The Hill logo The Hill 11/14/2017 Alexander Bolton

Video by USA Today

Senate Majority Leader Mitch McConnell (R-Ky.) stopped short of calling for a vote to expel Roy Moore from the Senate should he win a special election in Alabama next month and suggested a final decision for the party could depend on President Trump.

McConnell said no final decision had been made and it would await further discussions with Trump.

McConnell told reporters that Trump called him from Vietnam last week to discuss what to do about Moore, who faces multiple sexual accusations - including from one women who said they had a sexual encounter when he was 32 and she was 14.

"We had a chance to discuss this issue. I talked to Gen.
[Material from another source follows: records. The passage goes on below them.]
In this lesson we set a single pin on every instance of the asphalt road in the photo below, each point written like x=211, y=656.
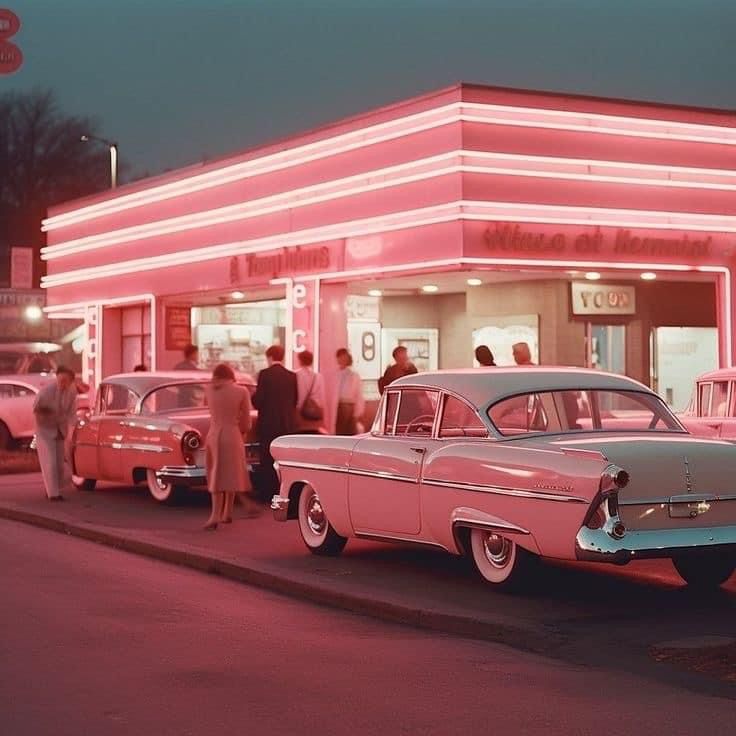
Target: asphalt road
x=94, y=640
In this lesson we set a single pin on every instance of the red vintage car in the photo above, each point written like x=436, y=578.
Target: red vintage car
x=149, y=427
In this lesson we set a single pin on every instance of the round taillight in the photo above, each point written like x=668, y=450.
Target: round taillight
x=191, y=441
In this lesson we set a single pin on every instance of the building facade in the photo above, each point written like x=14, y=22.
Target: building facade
x=601, y=232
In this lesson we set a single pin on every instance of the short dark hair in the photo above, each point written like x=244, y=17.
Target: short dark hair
x=484, y=355
x=306, y=358
x=223, y=372
x=344, y=353
x=275, y=352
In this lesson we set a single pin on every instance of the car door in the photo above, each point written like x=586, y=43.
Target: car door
x=117, y=402
x=85, y=441
x=386, y=466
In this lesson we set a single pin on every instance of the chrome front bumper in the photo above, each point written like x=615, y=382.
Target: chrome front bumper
x=183, y=475
x=280, y=508
x=596, y=545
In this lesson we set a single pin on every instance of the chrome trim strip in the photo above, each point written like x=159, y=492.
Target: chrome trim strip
x=478, y=488
x=352, y=471
x=693, y=497
x=158, y=449
x=595, y=545
x=476, y=523
x=313, y=466
x=398, y=538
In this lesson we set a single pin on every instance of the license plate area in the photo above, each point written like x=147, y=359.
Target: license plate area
x=690, y=506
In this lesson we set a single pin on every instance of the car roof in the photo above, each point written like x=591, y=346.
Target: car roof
x=141, y=382
x=720, y=374
x=28, y=379
x=483, y=386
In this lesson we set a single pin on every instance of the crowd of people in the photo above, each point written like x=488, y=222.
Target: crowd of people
x=288, y=402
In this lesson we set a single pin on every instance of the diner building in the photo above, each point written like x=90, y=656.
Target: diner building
x=601, y=232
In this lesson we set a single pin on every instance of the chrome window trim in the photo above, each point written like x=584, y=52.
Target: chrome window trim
x=494, y=490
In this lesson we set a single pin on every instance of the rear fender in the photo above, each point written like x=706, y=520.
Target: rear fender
x=466, y=517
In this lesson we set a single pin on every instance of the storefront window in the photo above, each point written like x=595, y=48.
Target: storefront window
x=238, y=334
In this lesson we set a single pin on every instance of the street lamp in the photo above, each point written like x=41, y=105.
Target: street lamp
x=113, y=155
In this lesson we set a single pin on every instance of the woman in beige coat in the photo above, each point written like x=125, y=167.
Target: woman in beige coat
x=227, y=473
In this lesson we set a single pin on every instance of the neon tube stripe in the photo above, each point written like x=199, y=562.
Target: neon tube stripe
x=340, y=188
x=461, y=210
x=452, y=113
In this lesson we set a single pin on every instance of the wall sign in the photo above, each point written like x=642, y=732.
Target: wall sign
x=589, y=299
x=178, y=327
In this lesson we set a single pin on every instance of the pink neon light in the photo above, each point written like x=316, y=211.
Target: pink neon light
x=461, y=210
x=638, y=127
x=340, y=188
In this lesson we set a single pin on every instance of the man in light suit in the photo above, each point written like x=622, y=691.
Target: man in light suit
x=54, y=411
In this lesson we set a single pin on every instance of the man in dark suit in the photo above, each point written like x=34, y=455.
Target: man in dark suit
x=275, y=398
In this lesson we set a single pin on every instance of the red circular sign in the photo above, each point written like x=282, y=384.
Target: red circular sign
x=11, y=57
x=9, y=23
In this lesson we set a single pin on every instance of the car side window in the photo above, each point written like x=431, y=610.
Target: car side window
x=719, y=402
x=416, y=412
x=392, y=405
x=459, y=420
x=704, y=392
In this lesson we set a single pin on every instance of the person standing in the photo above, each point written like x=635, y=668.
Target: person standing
x=484, y=356
x=310, y=405
x=227, y=473
x=522, y=353
x=54, y=411
x=275, y=398
x=350, y=403
x=402, y=366
x=191, y=359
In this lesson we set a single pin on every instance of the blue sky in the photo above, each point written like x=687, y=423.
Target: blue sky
x=176, y=81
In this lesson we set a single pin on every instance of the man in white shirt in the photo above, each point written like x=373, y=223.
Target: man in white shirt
x=310, y=418
x=54, y=410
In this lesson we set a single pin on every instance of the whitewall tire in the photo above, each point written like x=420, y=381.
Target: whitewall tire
x=162, y=492
x=499, y=560
x=316, y=530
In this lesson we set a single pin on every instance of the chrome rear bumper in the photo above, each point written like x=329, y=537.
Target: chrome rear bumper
x=183, y=475
x=596, y=545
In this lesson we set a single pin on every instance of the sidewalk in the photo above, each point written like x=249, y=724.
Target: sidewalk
x=421, y=587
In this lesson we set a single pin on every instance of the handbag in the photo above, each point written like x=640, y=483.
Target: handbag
x=311, y=410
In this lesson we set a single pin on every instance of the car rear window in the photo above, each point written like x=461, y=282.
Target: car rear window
x=585, y=410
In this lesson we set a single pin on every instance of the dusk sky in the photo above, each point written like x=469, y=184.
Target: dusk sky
x=177, y=81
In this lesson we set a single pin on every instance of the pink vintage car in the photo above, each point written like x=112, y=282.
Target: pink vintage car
x=149, y=427
x=511, y=464
x=712, y=409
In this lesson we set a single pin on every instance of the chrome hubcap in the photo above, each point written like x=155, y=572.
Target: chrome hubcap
x=316, y=516
x=497, y=550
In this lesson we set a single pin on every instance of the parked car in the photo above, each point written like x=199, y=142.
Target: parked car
x=17, y=394
x=148, y=427
x=712, y=408
x=511, y=464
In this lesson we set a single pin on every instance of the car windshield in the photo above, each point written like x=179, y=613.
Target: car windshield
x=178, y=397
x=585, y=410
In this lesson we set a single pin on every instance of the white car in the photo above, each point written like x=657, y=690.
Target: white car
x=17, y=394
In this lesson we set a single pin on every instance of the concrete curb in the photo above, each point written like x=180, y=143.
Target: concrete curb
x=500, y=632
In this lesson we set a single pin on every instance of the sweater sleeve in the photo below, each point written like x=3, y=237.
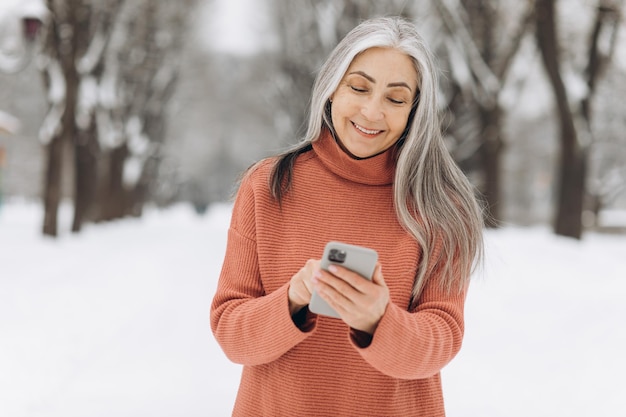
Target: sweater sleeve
x=252, y=327
x=415, y=345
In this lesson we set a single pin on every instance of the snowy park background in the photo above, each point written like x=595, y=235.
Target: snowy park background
x=82, y=336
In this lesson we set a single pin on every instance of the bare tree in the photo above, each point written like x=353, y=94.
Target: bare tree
x=574, y=120
x=479, y=51
x=109, y=69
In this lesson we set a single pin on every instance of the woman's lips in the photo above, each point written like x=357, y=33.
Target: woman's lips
x=366, y=131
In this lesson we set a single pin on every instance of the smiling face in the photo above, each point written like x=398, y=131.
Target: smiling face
x=371, y=106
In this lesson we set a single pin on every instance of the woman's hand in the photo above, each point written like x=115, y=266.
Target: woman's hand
x=361, y=303
x=301, y=286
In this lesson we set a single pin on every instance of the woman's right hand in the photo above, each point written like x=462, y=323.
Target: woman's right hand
x=301, y=286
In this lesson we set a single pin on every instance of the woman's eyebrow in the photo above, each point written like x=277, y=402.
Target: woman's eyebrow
x=372, y=80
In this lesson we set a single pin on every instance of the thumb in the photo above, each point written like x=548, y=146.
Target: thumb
x=377, y=276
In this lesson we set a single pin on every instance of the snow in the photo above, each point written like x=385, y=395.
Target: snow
x=114, y=321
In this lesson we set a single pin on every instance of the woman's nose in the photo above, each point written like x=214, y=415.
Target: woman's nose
x=372, y=110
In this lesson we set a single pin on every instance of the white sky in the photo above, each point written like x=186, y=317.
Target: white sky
x=239, y=27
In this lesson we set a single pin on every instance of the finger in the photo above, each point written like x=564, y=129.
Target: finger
x=377, y=276
x=337, y=283
x=353, y=279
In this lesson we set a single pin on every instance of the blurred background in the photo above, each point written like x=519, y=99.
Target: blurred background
x=114, y=104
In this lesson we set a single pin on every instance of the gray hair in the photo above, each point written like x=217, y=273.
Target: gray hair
x=434, y=200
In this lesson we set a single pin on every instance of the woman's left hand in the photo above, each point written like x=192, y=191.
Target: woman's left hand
x=361, y=303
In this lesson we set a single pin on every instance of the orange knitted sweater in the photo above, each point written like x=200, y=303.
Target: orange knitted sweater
x=315, y=365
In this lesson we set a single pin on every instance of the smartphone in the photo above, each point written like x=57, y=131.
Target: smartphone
x=355, y=258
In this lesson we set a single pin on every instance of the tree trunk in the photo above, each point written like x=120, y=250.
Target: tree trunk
x=114, y=198
x=85, y=178
x=572, y=170
x=52, y=185
x=490, y=153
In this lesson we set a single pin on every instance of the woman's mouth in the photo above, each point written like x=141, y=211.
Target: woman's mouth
x=366, y=131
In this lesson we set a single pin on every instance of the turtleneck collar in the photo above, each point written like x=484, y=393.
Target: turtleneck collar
x=376, y=170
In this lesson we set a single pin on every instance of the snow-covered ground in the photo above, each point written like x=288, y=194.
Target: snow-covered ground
x=114, y=322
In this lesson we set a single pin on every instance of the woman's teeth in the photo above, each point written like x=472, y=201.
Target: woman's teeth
x=364, y=130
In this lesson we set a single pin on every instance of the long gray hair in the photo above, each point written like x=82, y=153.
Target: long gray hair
x=434, y=200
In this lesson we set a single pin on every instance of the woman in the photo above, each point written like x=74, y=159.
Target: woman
x=372, y=171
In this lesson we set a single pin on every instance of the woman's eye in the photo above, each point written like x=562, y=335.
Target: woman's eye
x=396, y=101
x=358, y=89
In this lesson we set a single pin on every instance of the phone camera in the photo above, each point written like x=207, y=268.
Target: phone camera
x=337, y=255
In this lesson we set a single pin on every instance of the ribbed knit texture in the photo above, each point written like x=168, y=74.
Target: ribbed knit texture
x=319, y=369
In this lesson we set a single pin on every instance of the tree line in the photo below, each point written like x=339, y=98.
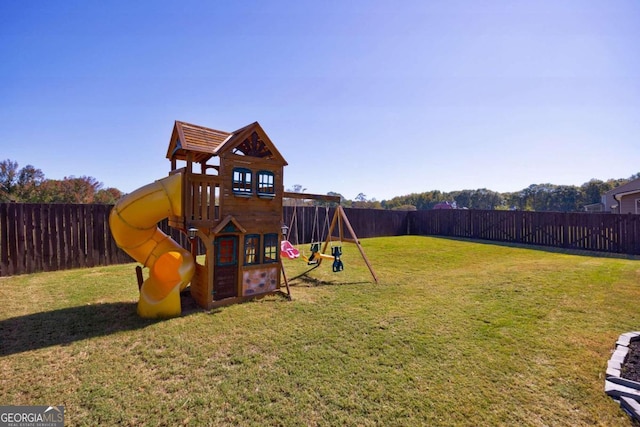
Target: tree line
x=29, y=185
x=536, y=197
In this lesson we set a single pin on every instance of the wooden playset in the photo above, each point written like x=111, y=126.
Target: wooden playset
x=225, y=190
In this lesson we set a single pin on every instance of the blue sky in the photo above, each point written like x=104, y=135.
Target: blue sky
x=384, y=98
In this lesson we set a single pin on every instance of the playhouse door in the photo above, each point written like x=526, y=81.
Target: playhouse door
x=226, y=267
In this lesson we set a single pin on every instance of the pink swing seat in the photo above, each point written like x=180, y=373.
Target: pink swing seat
x=287, y=250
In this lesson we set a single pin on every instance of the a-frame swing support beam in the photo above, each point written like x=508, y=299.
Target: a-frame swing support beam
x=339, y=218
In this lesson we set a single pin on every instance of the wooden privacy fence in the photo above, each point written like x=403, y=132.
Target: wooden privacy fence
x=48, y=237
x=580, y=231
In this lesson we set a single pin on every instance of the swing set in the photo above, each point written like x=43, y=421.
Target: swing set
x=318, y=250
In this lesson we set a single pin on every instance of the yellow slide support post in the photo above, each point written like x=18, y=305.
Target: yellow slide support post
x=133, y=223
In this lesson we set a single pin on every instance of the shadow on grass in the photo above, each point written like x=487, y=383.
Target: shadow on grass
x=305, y=279
x=551, y=249
x=68, y=325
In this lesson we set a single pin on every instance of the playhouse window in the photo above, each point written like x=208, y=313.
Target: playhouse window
x=252, y=249
x=270, y=248
x=266, y=186
x=241, y=181
x=226, y=251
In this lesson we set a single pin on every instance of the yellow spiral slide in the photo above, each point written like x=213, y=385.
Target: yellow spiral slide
x=133, y=223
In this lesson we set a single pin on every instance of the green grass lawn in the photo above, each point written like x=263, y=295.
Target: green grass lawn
x=454, y=333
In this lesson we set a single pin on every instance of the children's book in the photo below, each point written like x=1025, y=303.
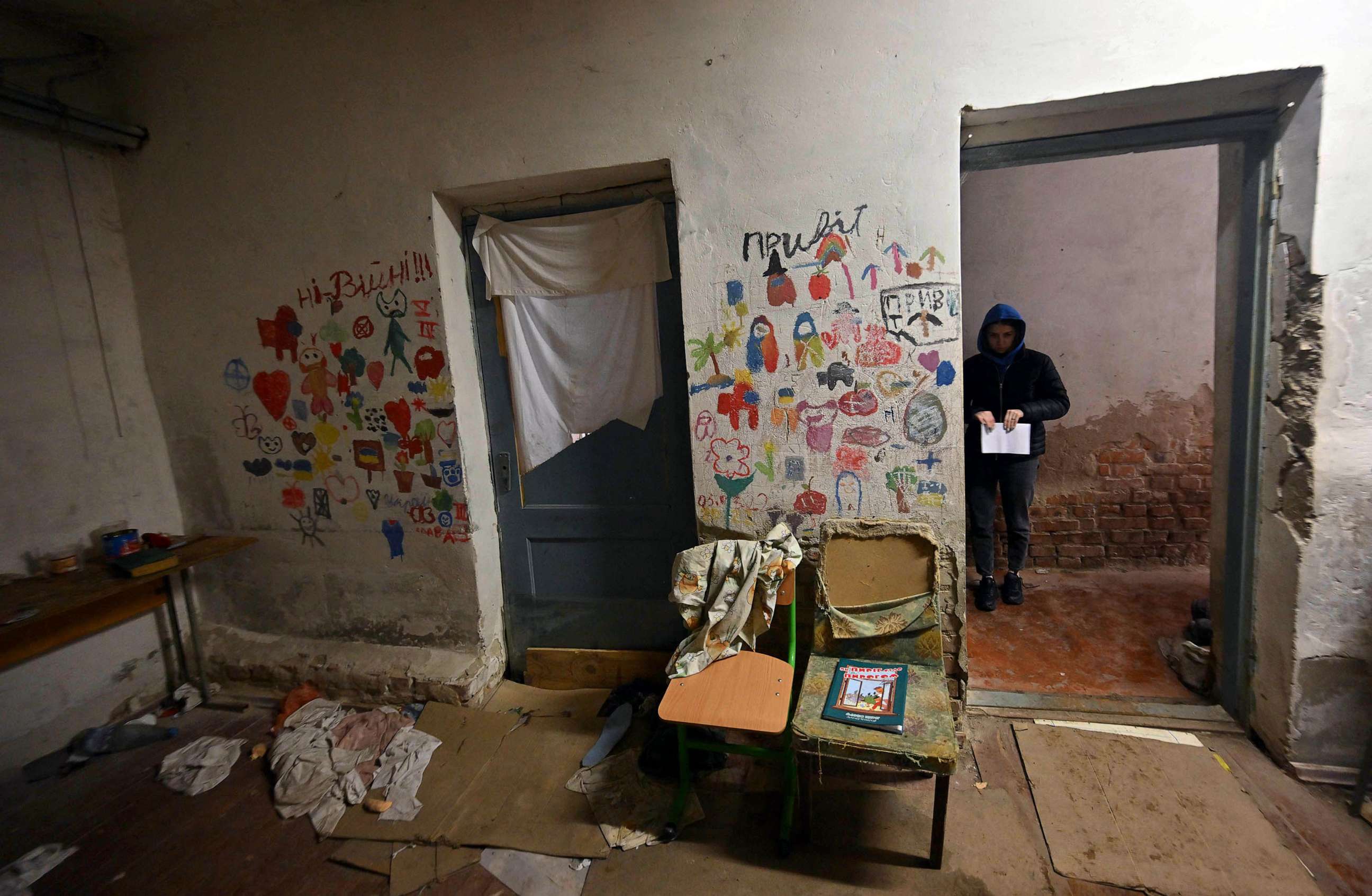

Kelly about it on Saturday, I talked to the vice president about it yesterday. There's no question there's a deep concern here," McConnell said referring to White House chief of staff John Kelly and Vice President Pence.

McConnell reiterated his call on Moore to withdraw from the race and voiced concern about keeping the seat, currently held by Sen. Luther Strange (R-Ala.), in Republican control.

"We've looked at all the options," he said of his discussions with White House officials and colleagues. "This close to the election it's a very complicated matter.

McConnell says final decision on Moore awaits Trump © Provided by The Hill McConnell says final decision on Moore awaits Trump

"Once the president and his team get back, we'll have further discussions about it," he said.

A day earlier, McConnell told reporters in Louisville, Ky., that he believed the accounts of five women who have accused Moore of predatory behavior and called for the candidate to step aside.

Asked whether he believed women who have made accusations about Trump, McConnell declined to answer and said it was off-topic.

National Republican Senatorial Committee Chairman Cory Gardner (Colo.) on Monday called for Moore to be expelled from the Senate should he defeat Democrat Doug Jones in the Dec. 12 contest.

Gardner said Moore does not "meet the ethical and moral requirements" of the United States Senate.

But McConnell wouldn't go as far as Gardner on Tuesday.

Other Republicans are leery about committing to an expulsion vote before investigating the allegations more carefully.

"Right now we've got to get through the election and see if that's something we even have to deal with," said Sen. Thom Tillis (R-N.C.).

He said that prior to any expulsion vote, "we have to examine the facts as they exist."

"We owe that to the integrity of the process," Tillis said.

GOP lawmakers feel more comfortable calling on Moore to pull out of the race and allow another candidate to run as a write-in.

The latest was Sen. Dean Heller (R-Nev.), who on Tuesday said "Moore should do what is best for the conservatives of Alabama and step aside."

Some Democrats are wondering if Republicans would actually go through with an expulsion vote.

"It would be a remarkable step for Republicans to take," said Sen. Dianne Feinstein (D-Calif.).